Tot 2002 zullen bij de Nederlandse Munt 2,8 miljard euromunten worden
gemaakt. Behalve de munt van een euro komen er stukken van twee euro en
van een, twee, vijf, tien, twintig en vijftig eurocent. De Nederlandse
Munt gaat 66 miljoen euromunten per maand slaan. Dat is zo'n drie
miljoen munten per dag.
De euro's vervangen de drie miljard guldensmunten die nu in omloop zijn.
In de loop der jaren heeft De Nederlandsche Bank (DNB) zo'n zes miljard
munten in omloop gebracht, maar naar schatting de helft daarvan is
verloren gegaan of komt om andere redenen niet terug.
Vanaf 4 januari werken de medewerkers van de Nederlandse Munt in twee
ploegen aan de productie van de nieuwe munten. De euromunten worden
geslagen met de zogenaamde penningslag, waarbij de twee zijden in
dezelfde richting worden geslagen. Voor Nederland betekent dit een
verandering, want de Munt is gewend om de guldensmunten met de muntslag
te slaan, dat wil zeggen dat beide zijden in tegengestelde richting
worden geslagen.
Alle euro's die de Munt tot 2002 slaat worden naar Lelystad
getransporteerd, waar ze in een beveiligd opslag- en distributiecentrum
bewaard zullen worden. Dit geldt niet voor de eurobankbiljetten - die
liggen tot 1 januari 2002 in de kluis van De Nederlandsche Bank.
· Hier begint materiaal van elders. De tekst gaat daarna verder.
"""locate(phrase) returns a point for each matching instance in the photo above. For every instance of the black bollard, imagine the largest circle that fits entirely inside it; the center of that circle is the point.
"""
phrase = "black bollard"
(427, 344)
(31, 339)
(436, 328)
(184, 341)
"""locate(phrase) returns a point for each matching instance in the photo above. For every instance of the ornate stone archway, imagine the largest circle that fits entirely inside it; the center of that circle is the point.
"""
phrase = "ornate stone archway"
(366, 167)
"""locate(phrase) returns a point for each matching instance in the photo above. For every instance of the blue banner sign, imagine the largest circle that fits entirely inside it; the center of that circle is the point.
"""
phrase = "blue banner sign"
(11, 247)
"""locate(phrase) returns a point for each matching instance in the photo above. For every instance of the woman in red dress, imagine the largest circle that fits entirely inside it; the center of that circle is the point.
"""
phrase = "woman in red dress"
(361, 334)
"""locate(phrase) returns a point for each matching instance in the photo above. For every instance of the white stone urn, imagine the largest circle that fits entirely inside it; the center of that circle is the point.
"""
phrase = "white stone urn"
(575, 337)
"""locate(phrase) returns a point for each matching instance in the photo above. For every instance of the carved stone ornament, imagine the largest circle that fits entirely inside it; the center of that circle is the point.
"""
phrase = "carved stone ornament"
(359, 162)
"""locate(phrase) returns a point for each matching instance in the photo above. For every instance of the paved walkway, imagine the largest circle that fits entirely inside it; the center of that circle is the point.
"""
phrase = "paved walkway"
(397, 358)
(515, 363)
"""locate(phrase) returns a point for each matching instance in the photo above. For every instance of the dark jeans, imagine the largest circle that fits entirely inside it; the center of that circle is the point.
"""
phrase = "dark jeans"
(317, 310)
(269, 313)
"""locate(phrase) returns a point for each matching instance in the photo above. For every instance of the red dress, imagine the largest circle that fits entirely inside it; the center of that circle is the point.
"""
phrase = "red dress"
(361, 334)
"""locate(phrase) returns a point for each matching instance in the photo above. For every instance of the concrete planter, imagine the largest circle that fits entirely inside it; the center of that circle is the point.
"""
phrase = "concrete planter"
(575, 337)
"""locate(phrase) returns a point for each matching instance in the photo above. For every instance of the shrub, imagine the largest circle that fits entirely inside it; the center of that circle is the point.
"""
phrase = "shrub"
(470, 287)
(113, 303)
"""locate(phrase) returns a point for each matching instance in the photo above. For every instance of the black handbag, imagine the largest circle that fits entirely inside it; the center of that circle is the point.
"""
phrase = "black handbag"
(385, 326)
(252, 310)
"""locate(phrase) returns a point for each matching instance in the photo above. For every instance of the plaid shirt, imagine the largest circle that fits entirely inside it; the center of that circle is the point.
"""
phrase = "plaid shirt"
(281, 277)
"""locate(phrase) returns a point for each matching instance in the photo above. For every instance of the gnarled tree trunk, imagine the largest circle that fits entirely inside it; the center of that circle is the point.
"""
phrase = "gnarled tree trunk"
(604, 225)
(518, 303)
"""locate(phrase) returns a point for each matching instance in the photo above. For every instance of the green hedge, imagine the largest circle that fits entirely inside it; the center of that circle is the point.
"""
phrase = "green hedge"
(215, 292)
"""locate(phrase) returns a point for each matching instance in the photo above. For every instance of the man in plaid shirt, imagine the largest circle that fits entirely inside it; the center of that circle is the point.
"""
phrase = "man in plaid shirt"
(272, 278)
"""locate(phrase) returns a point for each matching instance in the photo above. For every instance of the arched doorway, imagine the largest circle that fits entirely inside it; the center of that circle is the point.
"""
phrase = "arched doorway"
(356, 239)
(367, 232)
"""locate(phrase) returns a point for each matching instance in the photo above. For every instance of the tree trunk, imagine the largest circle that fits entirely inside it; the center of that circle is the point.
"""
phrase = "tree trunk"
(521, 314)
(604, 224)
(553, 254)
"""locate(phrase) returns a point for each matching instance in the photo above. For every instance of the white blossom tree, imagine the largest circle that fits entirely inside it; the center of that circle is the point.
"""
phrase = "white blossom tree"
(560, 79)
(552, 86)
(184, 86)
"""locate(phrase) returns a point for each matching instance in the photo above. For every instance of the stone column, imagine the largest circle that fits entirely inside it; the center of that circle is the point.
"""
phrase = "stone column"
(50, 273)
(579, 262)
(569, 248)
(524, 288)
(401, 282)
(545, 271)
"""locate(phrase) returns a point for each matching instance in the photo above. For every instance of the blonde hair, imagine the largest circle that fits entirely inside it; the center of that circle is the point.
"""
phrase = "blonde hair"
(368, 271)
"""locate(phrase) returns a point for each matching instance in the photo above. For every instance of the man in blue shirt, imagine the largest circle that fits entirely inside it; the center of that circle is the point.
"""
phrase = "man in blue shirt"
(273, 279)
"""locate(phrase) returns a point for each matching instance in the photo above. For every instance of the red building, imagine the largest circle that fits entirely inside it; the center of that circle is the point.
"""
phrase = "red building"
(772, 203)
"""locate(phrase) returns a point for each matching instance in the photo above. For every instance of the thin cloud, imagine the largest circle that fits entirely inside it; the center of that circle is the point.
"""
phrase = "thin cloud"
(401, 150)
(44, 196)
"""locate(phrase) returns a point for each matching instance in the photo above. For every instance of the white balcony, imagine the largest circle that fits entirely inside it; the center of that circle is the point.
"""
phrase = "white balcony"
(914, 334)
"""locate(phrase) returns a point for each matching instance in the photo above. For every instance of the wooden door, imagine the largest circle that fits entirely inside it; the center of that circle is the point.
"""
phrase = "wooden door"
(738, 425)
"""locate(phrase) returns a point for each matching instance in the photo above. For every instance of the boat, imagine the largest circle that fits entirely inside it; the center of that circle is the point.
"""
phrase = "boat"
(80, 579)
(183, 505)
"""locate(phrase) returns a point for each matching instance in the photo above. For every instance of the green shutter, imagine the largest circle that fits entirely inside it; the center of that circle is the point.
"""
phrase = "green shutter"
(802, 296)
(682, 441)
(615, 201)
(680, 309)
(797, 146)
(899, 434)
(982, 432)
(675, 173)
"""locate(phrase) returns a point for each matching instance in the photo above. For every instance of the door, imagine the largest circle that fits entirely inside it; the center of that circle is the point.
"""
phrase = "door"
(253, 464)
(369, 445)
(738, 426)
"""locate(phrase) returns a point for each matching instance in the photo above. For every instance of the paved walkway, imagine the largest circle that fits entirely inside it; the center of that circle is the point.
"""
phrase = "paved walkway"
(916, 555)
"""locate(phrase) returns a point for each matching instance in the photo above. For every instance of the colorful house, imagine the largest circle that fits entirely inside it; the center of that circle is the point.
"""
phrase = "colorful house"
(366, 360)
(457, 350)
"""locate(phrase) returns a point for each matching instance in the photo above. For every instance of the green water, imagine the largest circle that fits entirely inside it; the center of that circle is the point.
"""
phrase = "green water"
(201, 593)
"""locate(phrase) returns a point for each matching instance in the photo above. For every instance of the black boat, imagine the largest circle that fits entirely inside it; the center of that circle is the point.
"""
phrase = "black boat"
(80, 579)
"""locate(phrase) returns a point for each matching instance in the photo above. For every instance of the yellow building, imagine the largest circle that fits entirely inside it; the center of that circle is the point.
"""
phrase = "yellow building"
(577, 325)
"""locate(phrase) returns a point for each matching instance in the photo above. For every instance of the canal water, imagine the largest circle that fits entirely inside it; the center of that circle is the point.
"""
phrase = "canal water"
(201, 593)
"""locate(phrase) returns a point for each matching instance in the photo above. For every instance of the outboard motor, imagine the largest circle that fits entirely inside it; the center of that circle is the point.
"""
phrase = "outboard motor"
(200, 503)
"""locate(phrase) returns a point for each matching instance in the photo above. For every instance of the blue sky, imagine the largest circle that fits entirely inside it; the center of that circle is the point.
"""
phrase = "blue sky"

Ieder land dat deelneemt aan de Economische en Monetaire Unie (EMU)
slaat zijn eigen euromunten. Vanaf E-day, de dag dat de euro's in omloop
worden gebracht (1 januari 2002), zullen de verschillende nationale
euromunten na enige tijd door heel Europa circuleren, omdat ze in alle
EMU-landen geldig zijn.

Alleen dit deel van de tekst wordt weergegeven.